My dads not in the country at the moment.

OP posts:
RuinTheChristmas · 24/12/2022 12:42

Jingles0 · 24/12/2022 12:36

Would your DD be able to go to your parents for a couple of hours?

I always spend Xmas with just me and my DD as we have no other family but if you’re not feeling well then it’s going to be hard for you to put on a brave face all day.

@Jingles0 However I will see if my sibling can have DD if ExH doesn't, that's a good idea

OP posts:
thirdfiddle · 24/12/2022 12:45

You did the right thing. Could he not have some ad hoc time with her sooner than mid Jan and once everyone's well? Even if it's a bit last minute due to the unknown shifts?

Mumuser124 · 24/12/2022 13:18

God, I can’t imagine living like that. How Clinicaly vulnerable are we talking? Surely colds and whatnot are just a normal part of life.

Gemmanorthdevon · 24/12/2022 13:22

If you can't get out of bed lovely you could have the flu, and it just nearly killed my Mummy.( a week on a ventilator ) The hospitals are like a war zone, and they are not escalating treatment for anybody deemed to be to vulnerable to recover from intensive care.( resources. ) So please don't feel to bad, you are being so caring and sensible. She will understand when older of she doesn't this year. Try and have a lovely day. Xx

Mariposista · 24/12/2022 13:24

Is there any way someone else could do the handover so he wouldn’t have to see you and therefore he won’t know you are ill? Like get her to run to the car but don’t engage? Not sure how old she is.

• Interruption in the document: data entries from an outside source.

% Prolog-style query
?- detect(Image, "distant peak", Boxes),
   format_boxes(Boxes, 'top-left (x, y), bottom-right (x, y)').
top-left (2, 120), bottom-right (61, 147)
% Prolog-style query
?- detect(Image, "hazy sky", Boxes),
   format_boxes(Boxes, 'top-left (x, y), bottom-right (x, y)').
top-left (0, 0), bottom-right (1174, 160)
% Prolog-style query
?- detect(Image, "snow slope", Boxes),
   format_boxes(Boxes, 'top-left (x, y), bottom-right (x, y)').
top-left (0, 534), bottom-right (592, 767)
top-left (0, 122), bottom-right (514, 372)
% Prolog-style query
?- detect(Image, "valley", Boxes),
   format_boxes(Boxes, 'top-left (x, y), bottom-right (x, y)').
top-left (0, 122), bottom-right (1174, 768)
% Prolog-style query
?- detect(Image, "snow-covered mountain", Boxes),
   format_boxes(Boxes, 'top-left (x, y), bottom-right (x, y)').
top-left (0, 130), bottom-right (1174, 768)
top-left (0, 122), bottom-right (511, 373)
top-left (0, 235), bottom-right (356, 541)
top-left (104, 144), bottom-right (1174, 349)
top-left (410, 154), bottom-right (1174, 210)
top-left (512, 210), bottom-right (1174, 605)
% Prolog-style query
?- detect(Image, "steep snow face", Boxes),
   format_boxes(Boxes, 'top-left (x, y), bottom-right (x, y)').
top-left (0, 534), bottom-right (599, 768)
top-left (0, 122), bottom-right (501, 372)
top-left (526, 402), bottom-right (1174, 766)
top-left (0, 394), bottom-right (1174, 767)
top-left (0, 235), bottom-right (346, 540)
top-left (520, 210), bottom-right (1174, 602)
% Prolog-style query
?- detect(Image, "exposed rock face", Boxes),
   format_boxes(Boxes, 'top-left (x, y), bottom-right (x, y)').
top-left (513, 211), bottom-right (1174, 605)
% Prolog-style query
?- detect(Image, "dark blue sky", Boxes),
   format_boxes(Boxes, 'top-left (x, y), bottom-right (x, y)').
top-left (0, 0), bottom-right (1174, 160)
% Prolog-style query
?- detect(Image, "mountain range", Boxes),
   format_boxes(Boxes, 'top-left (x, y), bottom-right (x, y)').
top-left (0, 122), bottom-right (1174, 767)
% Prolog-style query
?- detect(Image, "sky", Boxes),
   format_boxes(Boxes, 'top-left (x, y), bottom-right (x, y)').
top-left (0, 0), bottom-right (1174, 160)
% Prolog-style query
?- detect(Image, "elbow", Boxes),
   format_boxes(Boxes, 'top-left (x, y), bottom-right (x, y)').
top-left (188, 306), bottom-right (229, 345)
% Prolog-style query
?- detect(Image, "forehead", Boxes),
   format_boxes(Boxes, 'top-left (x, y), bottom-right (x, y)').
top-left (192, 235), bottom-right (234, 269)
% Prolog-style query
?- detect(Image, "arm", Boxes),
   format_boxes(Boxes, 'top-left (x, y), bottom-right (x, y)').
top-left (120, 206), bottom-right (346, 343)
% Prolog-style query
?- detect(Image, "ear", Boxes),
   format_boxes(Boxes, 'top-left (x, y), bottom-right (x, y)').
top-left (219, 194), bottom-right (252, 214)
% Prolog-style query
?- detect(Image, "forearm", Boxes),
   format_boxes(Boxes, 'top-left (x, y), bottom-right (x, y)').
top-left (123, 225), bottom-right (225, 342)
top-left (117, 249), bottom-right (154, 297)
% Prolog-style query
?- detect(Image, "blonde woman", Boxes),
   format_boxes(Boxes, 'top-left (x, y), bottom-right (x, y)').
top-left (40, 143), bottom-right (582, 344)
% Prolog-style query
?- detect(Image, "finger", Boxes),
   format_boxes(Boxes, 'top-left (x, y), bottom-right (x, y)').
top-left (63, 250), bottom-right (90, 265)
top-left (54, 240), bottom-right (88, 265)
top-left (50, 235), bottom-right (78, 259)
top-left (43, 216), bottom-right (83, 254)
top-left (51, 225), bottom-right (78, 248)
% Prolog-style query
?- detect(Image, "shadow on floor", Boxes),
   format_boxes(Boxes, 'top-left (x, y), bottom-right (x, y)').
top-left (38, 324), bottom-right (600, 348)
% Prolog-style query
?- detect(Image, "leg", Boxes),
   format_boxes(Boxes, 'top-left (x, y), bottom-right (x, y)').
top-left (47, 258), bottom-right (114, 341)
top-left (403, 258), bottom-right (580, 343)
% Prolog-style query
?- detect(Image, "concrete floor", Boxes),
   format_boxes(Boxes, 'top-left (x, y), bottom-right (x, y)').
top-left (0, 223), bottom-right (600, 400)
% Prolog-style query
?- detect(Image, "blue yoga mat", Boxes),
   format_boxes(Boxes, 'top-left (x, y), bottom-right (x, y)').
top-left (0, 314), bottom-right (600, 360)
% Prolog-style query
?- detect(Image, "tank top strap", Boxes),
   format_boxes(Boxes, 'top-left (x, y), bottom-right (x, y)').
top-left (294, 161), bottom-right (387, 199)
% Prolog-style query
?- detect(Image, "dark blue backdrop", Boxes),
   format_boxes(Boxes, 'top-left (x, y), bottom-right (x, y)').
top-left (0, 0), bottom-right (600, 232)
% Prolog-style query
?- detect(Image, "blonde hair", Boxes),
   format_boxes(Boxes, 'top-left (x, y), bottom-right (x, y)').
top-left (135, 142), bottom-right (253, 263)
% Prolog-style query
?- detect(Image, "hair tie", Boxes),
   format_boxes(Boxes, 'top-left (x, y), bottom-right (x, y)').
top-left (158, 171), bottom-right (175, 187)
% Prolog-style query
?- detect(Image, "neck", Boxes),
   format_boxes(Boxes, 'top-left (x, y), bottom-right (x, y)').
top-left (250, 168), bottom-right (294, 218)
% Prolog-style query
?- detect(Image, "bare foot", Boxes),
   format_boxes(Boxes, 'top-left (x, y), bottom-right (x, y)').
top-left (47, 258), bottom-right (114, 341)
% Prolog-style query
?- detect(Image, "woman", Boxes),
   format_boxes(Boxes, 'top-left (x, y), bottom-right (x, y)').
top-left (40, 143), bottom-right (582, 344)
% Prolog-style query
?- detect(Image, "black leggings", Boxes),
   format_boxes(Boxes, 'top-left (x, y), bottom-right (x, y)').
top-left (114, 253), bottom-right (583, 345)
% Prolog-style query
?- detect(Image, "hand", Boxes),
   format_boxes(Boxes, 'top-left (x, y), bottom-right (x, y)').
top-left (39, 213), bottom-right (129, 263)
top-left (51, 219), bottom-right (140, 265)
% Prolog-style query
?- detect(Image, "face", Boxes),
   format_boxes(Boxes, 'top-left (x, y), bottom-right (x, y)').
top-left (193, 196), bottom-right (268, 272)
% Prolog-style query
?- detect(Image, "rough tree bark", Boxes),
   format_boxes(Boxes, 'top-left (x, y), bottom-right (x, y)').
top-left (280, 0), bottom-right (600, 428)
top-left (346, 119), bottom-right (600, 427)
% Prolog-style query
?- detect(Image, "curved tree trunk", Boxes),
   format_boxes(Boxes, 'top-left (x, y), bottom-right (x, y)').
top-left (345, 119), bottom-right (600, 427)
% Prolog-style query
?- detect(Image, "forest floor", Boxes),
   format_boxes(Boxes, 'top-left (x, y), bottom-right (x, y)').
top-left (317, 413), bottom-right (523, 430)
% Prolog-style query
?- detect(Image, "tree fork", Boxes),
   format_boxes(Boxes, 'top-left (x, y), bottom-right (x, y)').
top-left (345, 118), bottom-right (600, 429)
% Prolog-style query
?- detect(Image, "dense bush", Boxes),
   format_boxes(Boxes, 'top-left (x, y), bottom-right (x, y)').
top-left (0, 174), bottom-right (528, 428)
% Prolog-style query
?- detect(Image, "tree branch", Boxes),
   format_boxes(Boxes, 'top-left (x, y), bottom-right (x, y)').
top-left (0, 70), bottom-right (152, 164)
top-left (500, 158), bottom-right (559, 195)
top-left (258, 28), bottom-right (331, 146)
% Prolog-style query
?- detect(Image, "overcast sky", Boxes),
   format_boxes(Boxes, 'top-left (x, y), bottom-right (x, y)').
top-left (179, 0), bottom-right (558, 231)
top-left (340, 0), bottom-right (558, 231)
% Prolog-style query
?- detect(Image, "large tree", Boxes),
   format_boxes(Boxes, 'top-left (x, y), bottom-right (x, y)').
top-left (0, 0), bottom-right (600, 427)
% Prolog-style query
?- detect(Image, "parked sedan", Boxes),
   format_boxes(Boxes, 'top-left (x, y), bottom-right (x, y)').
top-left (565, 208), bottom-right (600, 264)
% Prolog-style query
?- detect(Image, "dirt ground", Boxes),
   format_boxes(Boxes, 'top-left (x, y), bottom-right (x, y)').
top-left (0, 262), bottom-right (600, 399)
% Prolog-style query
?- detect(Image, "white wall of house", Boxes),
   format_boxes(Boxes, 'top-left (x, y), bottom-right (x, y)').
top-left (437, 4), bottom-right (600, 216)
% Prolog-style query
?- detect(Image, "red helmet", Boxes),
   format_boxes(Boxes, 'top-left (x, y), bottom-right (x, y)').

fortheloveofflowers · 24/12/2022 13:28

Before COVID would this have stopped her going there?

Unless they never, ever leave their house and your ex wears a bloody gas mask round the house this utterly bonkers!

RuinTheChristmas · 24/12/2022 13:34

fortheloveofflowers · 24/12/2022 13:28

Before COVID would this have stopped her going there?

Unless they never, ever leave their house and your ex wears a bloody gas mask round the house this utterly bonkers!

@fortheloveofflowers Yes they do go out, they worked pre-covid (not sure now) and ExH definitely works as I get CM from him (and not a small amount either)

OP posts:
MatildaTheCat · 24/12/2022 13:35

Mumuser124 · 24/12/2022 13:18

God, I can’t imagine living like that. How Clinicaly vulnerable are we talking? Surely colds and whatnot are just a normal part of life.

OP is unwell enough to be in bed as a (presumably) usually fit and well young woman. That’s not a bit of a cold or a sniffle. Unfortunately there are some really nasty viruses going round at the moment and someone who is CEV (so many reasons but eg transplant recipients, those on chemo, severe asthma or other respiratory disease) is very likely to be severely affected. ICUs are currently filling up with such patients.

OP get well soon. Unfortunately it’s looking like Christmas has to be delayed by a week or so. Maybe DD could visit at New Year and have a special day with them then? Get well soon.